Untuk menghasilkan produk/ layanan jasa yang bermutu memang dibutuhkan sebuah biaya mutu baik (cost of good quality) yang berupa biaya pencegahan (prevention cost) yang bisa ditambahkan biaya pengawasan/penilaian (appraisal cost) dan pada saat yang sama akan menyebabkan biaya kegagalan (failure cost) akan menurun. Biaya kegagalan itu sendiri adalah sebagai manifestasi dari mutu yang buruk (cost of poor quality).
Dan inilah yang menyebabkan adanya dua kutub persepsi yang berlawanan tentang mutu. Pada pandangan tradisional dimana mutu identik dengan mahal, mewah dan luks menjadikan permasalahan mutu layanan kesehatan menurut golongan ini sebaiknya dibicarakan pada saat masalah akses dan pembiayaan sudah terselesaikan. Dalam kelompok ini masalah mutu hampir tidak pernah menjadi prioritas utama karena adanya keterbatasan anggaran kesehatan yang ada (Al-Assaf, 2009). Namun bila dalam mewacanakan kebutuhan mutu layanan kesehatan harus urut kacang seperti itu maka masalah mutu menjadi semakin jauh untuk dapat tercapai karena ternyata di negara mana pun, akses dan pembiayaan kesehatan tetap menjadi masalah sampai sekarang ini, di negara maju sekalipun.

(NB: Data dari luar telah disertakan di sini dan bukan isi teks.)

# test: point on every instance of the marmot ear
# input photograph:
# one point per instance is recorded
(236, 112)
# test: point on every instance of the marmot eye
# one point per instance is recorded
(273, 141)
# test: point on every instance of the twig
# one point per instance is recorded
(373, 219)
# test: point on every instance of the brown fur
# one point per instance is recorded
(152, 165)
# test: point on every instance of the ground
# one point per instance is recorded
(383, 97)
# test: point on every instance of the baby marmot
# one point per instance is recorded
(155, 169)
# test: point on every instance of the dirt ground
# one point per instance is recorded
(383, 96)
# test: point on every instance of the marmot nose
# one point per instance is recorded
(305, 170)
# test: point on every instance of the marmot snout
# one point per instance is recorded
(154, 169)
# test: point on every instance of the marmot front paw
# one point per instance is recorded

Di lain pihak adanya pandangan modern tentang mutu yang sangat bertolak belakang dengan yang pertama. Philip Crosby, seorang pakar mutu menyatakan bahwa sebenarnya mutu itu murah bahkan bisa menjadi gratis. Dengan mengeluarkan biaya untuk melakukan perencanaan, koordinasi dan pengawasan semestinya kemungkinan terjadinya keadaan kegagalan yang tidak diharapkan sudah dapat diantisipasi sejak awal. Bila proses itu dapat dilampaui dengan baik maka masalah seperti ini sudah dapat dipetakan jauh-jauh hari dan tentu saja biaya akibat kegagalan akibat program dapat ditekan sedemikian rupa. Sehingga tidak salah bila Crosby menyatakan bahwa mutu itu bisa menjadi barang yang sangat murah seperti dalam sebuah bukunya yang berjudul Quality is Free.
Bila mitos yang ada sudah terbantahkan, maka kapankah waktu yang tepat untuk mengambil keputusan dimana mutu dianggap penting dalam sebuah layanan kesehatan ?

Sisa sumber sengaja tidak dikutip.